% Generated by roxygen2: do not edit by hand
% Please edit documentation in R/kernel_functions.R
\name{Jaccard}
\alias{Jaccard}
\alias{Intersect}
\title{Kernels for sets}
\usage{
Jaccard(X, elements = LETTERS, comp = "sum", coeff = NULL)

Intersect(
  X,
  elements = LETTERS,
  comp = "sum",
  coeff = NULL,
  feat_space = FALSE
)
}
\arguments{
\item{X}{Matrix (class "character") or data.frame (class "character", or columns = "factor").
The elements in X are assumed to be categorical in nature.}

\item{elements}{All potential elements (symbols) that can appear in the sets. If there are
some elements that are not of interest, they can be excluded so they are not
taken into account by these kernels. (Defaults: LETTERS).}

\item{comp}{When \emph{D}>1, this argument indicates how the variables
of the dataset are combined. Options are: "mean", "sum" and "weighted". (Defaults: "mean")
\itemize{
  \item "sum" gives the same importance to all variables, and returns an
  unnormalized kernel matrix.
  \item "mean" gives the same importance to all variables, and returns a
  normalized kernel matrix (all its elements range between 0 and 1).
  \item "weighted" weights each variable according to the `coeff` parameter, and returns a
  normalized kernel matrix.
}}

\item{coeff}{(optional) A vector of weights with length \emph{D}.}

\item{feat_space}{(not available for the Jaccard kernel). If FALSE, only the
kernel matrix is returned. Otherwise, the feature space is returned too. (Defaults: FALSE).}
}
\value{
Kernel matrix (dimension: \emph{NxN}), or a list with the kernel matrix and the
feature space.
}
\description{
`Intersect()` or `Jaccard()` compute the kernel functions of the same name,
which are useful for set data. Their input is a matrix or data.frame with
dimension \emph{NxD}, where \emph{N}>1, \emph{D}>0. Samples should be in the
rows and features in the columns. When there is a single feature,
`Jaccard()` returns 1 if the elements of the set are exactly the same in
two given samples, and 0 if they are completely different (see Details). Instead,
in the multivariate case (\emph{D}>1), the results (for both `Intersect()` and
`Jaccard()`) of the \emph{D} features are combined with a sum, a mean, or a
weighted mean.
}
\details{
Let \eqn{A,B} be two sets. Then, the Intersect
kernel is defined as:

\deqn{K_{Intersect}(A,B)=|A \cap B| }

And the Jaccard kernel is defined as:

\deqn{K_{Jaccard}(A,B)=|A \cap B| / |A \cup B|}

This specific implementation of the Intersect and Jaccard kernels expects
that the set members (elements) are character symbols (length=1). In case the
set data is multivariate (\emph{D}>1 columns, and each one contains a set feature),
elements for the \emph{D} sets should come from the same domain (universe).
For instance, a dataset with two variables, so the elements
in the first one are colors c("green","black","white","red") and the second are names
c("Anna","Elsa","Maria") is not allowed. In that case, set factors should be recoded
to colors c("g","b","w","r") and names c("A","E","M") and, if necessary, 'Intersect()'
(or `Jaccard()`) should be called twice.
}
\examples{
# Sets data
## Generating a dataset with sets containing uppercase letters
random_set <- function(x)paste(sort(sample(LETTERS,x,FALSE)),sep="",collapse = "")
max_setsize <- 4
setsdata <- matrix(replicate(20,random_set(sample(2:max_setsize,1))),nrow=4,ncol=5)

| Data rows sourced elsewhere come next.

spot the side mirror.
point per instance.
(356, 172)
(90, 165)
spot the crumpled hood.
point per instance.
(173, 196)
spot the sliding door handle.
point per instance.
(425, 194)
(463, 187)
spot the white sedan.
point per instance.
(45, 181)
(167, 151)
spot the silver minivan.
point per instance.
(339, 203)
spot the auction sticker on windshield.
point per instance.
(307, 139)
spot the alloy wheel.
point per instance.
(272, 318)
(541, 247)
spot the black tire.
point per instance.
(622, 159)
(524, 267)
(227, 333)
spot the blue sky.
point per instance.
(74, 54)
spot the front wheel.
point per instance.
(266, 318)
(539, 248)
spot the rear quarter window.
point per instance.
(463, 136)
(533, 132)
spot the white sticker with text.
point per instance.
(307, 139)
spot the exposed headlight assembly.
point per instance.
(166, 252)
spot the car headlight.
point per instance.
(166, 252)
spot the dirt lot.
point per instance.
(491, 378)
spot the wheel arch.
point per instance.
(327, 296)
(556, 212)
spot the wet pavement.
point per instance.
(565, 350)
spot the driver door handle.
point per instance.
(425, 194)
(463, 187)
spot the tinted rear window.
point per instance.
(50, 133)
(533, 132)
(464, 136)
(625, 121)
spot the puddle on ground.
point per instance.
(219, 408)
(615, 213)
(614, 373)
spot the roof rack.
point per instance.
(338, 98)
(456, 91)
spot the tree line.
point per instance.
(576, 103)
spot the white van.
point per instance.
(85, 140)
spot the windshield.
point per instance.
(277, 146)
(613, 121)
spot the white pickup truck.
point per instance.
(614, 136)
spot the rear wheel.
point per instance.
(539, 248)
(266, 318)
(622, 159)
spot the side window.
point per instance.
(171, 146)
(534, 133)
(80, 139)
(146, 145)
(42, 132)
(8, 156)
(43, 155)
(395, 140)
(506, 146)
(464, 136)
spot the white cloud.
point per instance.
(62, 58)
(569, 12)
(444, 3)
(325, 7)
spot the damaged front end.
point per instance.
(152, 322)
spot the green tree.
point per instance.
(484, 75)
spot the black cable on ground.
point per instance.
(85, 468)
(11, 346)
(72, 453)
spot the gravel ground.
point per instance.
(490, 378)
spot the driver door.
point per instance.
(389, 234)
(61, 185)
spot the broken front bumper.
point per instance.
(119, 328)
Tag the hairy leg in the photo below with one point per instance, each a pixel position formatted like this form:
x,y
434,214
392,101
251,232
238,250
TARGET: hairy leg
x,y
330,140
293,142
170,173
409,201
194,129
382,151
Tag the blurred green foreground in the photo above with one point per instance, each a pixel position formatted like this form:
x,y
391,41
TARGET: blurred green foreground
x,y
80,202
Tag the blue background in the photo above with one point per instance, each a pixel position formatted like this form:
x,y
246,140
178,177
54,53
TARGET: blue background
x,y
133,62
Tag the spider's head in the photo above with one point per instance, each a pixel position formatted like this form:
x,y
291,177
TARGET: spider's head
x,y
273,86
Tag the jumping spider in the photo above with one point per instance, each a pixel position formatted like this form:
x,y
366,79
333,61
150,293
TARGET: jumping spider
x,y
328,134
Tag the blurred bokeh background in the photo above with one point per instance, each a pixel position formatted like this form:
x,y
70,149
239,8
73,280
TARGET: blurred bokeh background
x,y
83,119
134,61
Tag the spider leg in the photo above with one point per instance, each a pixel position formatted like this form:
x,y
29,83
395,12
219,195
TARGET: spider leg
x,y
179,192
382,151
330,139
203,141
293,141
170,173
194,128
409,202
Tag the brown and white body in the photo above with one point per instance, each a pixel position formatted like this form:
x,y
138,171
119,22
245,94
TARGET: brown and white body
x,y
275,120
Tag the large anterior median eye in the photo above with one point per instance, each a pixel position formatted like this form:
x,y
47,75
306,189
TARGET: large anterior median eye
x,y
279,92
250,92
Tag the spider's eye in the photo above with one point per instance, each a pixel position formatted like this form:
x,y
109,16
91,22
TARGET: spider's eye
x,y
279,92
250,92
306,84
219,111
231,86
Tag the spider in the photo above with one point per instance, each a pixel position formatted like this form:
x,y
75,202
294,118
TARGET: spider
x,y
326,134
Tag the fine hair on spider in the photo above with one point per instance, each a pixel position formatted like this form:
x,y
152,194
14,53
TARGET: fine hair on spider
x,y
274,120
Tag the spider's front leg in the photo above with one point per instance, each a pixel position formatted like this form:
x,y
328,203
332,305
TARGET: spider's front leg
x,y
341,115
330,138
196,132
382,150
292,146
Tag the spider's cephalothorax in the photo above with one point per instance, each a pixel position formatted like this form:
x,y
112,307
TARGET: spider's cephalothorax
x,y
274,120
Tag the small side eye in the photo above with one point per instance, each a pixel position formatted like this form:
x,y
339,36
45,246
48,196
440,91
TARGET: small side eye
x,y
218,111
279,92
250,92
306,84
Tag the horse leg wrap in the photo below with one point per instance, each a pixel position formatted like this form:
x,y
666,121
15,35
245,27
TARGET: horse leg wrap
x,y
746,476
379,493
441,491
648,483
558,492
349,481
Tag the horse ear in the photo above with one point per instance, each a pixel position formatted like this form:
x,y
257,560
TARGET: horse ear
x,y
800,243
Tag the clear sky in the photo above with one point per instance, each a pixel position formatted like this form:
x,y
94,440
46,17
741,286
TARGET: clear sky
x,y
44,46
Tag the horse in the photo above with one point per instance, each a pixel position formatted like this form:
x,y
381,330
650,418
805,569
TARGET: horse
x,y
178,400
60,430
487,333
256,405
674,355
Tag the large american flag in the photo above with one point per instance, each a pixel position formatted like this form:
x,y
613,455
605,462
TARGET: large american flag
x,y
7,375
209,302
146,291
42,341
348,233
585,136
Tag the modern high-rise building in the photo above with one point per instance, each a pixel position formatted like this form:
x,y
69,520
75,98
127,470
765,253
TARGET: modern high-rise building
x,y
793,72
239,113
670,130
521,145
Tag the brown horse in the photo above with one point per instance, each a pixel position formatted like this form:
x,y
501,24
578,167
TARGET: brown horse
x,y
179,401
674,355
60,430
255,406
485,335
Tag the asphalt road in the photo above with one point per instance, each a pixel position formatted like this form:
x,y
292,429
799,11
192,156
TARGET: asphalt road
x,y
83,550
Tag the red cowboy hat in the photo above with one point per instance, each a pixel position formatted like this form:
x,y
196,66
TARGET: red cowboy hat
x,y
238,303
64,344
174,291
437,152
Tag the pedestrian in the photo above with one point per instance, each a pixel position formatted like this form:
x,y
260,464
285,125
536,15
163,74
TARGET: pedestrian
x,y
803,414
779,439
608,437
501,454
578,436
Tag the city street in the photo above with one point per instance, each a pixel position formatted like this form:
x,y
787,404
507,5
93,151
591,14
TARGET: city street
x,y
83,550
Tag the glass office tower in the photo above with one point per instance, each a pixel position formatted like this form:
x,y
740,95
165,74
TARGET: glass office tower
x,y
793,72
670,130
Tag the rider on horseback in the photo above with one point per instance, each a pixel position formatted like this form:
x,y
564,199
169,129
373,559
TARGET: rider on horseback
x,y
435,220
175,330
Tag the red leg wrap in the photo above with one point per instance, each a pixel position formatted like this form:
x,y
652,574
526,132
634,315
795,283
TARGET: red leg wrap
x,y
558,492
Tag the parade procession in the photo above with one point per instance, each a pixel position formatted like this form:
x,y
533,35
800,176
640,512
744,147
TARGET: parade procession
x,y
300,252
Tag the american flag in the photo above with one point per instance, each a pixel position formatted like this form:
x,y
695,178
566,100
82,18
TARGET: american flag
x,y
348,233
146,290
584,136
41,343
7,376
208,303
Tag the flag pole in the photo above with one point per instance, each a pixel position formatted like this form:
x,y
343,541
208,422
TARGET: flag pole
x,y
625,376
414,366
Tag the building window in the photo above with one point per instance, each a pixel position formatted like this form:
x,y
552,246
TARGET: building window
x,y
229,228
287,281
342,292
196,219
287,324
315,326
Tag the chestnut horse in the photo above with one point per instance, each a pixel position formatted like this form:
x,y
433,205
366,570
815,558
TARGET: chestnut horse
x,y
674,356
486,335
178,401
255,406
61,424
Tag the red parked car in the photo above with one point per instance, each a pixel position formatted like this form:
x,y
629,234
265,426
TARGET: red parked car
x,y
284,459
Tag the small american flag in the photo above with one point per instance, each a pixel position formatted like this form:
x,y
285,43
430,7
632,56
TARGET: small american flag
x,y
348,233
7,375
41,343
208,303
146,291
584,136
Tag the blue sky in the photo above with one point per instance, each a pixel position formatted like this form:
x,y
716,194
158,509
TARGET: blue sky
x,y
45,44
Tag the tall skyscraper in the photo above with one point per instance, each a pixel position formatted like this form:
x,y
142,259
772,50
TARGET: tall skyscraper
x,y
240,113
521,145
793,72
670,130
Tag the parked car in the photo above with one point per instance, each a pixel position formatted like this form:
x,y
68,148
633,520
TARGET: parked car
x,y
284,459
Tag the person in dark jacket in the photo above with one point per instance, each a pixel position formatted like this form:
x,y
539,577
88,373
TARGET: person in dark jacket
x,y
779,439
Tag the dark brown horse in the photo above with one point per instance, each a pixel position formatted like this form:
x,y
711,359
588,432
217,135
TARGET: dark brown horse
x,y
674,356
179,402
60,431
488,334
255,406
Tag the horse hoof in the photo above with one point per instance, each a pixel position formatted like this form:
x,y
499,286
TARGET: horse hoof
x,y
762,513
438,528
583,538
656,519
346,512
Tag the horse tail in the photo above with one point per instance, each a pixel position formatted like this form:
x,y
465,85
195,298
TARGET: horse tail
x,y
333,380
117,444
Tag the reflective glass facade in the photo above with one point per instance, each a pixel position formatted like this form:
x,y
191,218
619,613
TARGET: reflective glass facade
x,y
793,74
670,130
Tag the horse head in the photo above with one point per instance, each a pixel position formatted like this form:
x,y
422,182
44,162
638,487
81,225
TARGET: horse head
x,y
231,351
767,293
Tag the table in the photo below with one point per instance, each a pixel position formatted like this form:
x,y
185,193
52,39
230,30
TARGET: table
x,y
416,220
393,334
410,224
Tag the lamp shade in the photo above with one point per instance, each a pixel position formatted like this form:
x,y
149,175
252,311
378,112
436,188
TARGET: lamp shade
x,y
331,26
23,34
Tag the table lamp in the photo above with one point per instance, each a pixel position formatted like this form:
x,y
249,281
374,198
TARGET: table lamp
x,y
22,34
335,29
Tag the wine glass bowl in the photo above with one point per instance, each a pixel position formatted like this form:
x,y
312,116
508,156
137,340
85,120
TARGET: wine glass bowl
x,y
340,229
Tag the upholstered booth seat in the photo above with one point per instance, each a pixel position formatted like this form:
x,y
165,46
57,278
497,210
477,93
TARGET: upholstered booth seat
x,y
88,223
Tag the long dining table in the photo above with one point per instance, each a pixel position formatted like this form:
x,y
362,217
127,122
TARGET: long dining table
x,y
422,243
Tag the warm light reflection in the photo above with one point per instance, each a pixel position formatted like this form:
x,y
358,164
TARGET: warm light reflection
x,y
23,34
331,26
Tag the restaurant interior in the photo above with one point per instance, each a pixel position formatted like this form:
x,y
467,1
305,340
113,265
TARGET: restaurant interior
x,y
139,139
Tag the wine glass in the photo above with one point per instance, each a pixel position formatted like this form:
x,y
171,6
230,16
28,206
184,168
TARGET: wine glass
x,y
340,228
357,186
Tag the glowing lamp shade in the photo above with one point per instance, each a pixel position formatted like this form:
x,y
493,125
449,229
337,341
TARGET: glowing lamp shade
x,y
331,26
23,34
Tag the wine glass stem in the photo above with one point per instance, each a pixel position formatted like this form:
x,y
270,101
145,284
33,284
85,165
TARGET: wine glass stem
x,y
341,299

## Computing the Intersect kernel:
Intersect(setsdata,elements=LETTERS,comp="sum")

## Computing the Jaccard kernel weighting the variables:
coeffs <- c(0.1,0.15,0.15,0.4,0.20)
Jaccard(setsdata,elements=LETTERS,comp="weighted",coeff=coeffs)
}
\references{
Bouchard, M., Jousselme, A. L., and Doré, P. E. (2013).
A proof for the positive definiteness of the Jaccard index matrix.
International Journal of Approximate Reasoning, 54(5), 615-626.

Ruiz, F., Angulo, C., and Agell, N. (2008).
Intersection and Signed-Intersection Kernels for Intervals.
Frontiers in Artificial Intelligence and Applications. 184. 262-270.
doi: 10.3233/978-1-58603-925-7-262.
}